The movement I had foreseen was not long in coming, and the convent of San José was attacked by a strong column of French infantry; or rather, it was the object of an attempted attack, or more properly a surprise. It appeared the enemy had short memories, for in three months they had forgotten that surprises were impossible in Zaragoza. They advanced, nevertheless, with great confidence to within musket range, and no doubt those unfortunates believed that the mere sight of them would cause our men to drop dead with fright. The poor fellows had just arrived from Silesia and did not know what manner of war this was in Spain. Moreover, having taken Torrero with so little trouble, they thought themselves in a position to swallow the world. The fact is they advanced as I have described, without San José making any demonstration at all, until, when they were within musket range or a little less, the embrasures and loopholes of that building suddenly poured forth so dreadful a fire that my brave Frenchmen turned tail with precipitation. A good many, however, were left stretched upon the ground, and when we who were watching from the Mártires battery saw the outcome of their valour, we broke into shouts and exclamations and clapping of hands. In this manner does the savage soldier in war celebrate the death of his fellow men, and he who feels an instinctive compassion in killing a rabbit in a hunt leaps with joy to see hundreds of robust, young, and cheerful men fall, who after all have done no one any harm.

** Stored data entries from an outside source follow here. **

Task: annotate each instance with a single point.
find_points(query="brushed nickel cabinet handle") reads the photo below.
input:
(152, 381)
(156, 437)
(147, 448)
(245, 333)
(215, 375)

Such was the attack on San José: a raid swiftly punished. From that day the French must have understood that if Torrero had been abandoned, it was by calculation, not by weakness. Alone, isolated, forsaken, without exterior bastions, without forts or castles, Zaragoza raised anew her walls of earth, her bastions of unfired brick, her towers of mud mixed the day before, to defend herself once more against the foremost soldiers, the foremost artillery, and the foremost engineers in the world. A vast show of men, formidable machines, enormous quantities of powder, scientific and material preparations, force and intelligence in their greatest splendour—all this the invaders brought against a fortified enclosure that looked like a children’s game, and even so it was not enough; everything crumbled and was reduced to dust before those walls one could kick down. But behind this frail material defence stood the steel of the Aragonese soul, which does not break, nor bend, nor melt, nor split, nor rust, and which girdled the whole perimeter like a bar indestructible by human means.